HEALTHY EATS: LIVING FOOD IN TORONTO

Sonoe
By Sonoe Howard
You could say that after more than 40 years in Canada two-thirds of my body has been sustained by Canadian food. Until now, my family and I have been free of any serious illnesses and have led an active, healthy life. Of course, we have our parents to thank for this, but even more I can say that in large part it has to do with what we eat. While many specialists have done a lot of research concerning healthy lifestyles, I want to put down a few words about food based my own experience living in Toronto.
My Canadian husband loves natto and rice. He never complains about what I put before him. Together we are reaching our 70th year and after 30 years of constant good physical conditions, our home doctor has nothing but praise for us. I really think that this is due to our good lifestyle. Generally speaking, we are both quite flexible in our way of living, including our eating habits. We love to eat at regular times, always keeping it simple. At times when this is not possible (on trips or eating out), we always return to our regular pattern as soon as possible. Every time we eat out we have the feeling that the food has too much fat. Aware of this, our next meal is a Japanese meal—naturally less fatty. We enjoy a hotdog or hamburger, but we also enjoy the real simplicity of the light Japanese-style meal, called Kaiseki. However, what is more, it is important to feel the harmony that comes from sharing a meal together. I think that most people are like us in this. I realize, of course, that there are exceptions, such as those who have strict diets because of health or religious reasons.
I am really careful about my food choices. Almost 40 years have passed since people became concerned about what they eat and have embraced organic food. Nowadays when people have become aware of the seriousness of contamination of our foods by hormones and additives, organic foods have taken on an even greater importance. Yet it cost 20 to 30% more. This makes it difficult for families with children to change completely to organic food. Last year I decided to try switching completely to organic foods as an experiment. I found that the food budget for three people became about double. Based on this, I decided that meat, dairy products, root plants, beans, flour were to be organic, but closed my eyes to the fact that leafy foods and fruits might be sprayed, hoping that pesticides were on the surface only. By doing this I was able to lower the food budget somewhat. For Japanese foods I check the label to make sure that they have no MSG or additives, but I have difficulty in doing the same for Japanese food produced in other countries, making it hard to choose. I always make sure that I get the best miso, soy sauce and dashi—the most central ingredients of Japanese cooking.
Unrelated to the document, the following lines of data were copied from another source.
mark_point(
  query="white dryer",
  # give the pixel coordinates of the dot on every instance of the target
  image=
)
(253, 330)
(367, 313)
I would like to introduce you to two organic stores which I use daily. The Big Carrot(348 Danforth Ave. Toronto, Tel 416-466-2129): Toronto’s biggest, best stocked and most trust-worthy organic store. All year long you can get fresh vegetables, fruits and health products.Fresh From The Farm (350 Donlands Ave. Toronto, Tel 416-422-3276), a store run by Mennonites. Because of their religious beliefs, they continue the old-style ways of farming. I often obtain a lot of what I need at this store. Have you ever had a craving for steaming hot rice topped by a fresh broken egg? Without worry, I fully enjoy eating rice this way using eggs from the store. The owner was surprised, though, when I told him that I ate his eggs raw. The fact is they do not use any hormones in the feed they give to their chickens or cows.
During the long Canadian winter, nothing beats homemade soup. I buy a soup-bone from the Fresh from the Farm. It takes a day to prepare the soup stock from the soup-bone. I add vegetables, beans and other ingredients to the soup to create a variety of soups. I buy a whole chicken and cook it in the oven. With the leftover bones I am able to prepare a nutritious soup-stock. I feel no anxiety around preparing these soup stocks when I use organic beef or chicken bones. While I may be able to get these 20 to 30% cheaper at a regular supermarket, I feel uncomfortable when I think of steeping those bones to make soup, imagining the hormones that would be in the soup. I cannot bring myself to eat such stuff.
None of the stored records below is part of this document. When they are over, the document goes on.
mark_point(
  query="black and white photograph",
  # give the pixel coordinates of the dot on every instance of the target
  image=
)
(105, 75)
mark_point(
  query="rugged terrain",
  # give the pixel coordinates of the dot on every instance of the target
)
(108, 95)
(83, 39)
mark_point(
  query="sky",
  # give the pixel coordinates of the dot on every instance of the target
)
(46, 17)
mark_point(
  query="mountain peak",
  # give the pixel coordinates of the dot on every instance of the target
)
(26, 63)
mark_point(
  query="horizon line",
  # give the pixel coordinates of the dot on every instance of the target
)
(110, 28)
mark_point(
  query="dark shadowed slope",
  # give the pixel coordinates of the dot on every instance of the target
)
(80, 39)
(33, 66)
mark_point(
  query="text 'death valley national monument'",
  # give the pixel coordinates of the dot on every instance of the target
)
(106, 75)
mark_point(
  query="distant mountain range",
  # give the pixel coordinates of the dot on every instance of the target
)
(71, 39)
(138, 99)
I also love to use organic beans and nuts. Traditionally in Japan, “beans” are soybeans and adzuki beans. The way that they are prepared is steeped in tradition. Nuts are only used for snacks (tsumami). I have always been fascinated by the way in which people from the Middle East and Mexico use beans, nuts, parsley and herbs. One bean or nut has the potential of becoming a plant. Imagine the amount of nutrition contained in that one bean! So it almost seems a waste to not make the most of that bean or nut. Look at how beneficial the soybean is in Japanese cooking. I want to achieve the same results with other beans, using them in salads, soups and pastes. Have you ever had to throw away parsley or herbs because you could not use all of them? I combine them with olive oil, garlic and cheese, blending them into paste. I put this paste into freezer bags to freeze for future use.
We are really fortunate to live in Toronto, where we have access to foods from all over the world. We have all sorts of ethnic cuisines in the many restaurants of Toronto. Also we can mingle and get to know peoples from different ethnic backgrounds and through them discover the delights of their traditional foods. Getting to know these foods that are not in Japanese cuisine better, we can incorporate them into our own cuisine expanding the repertoire of our dishes for a healthier life.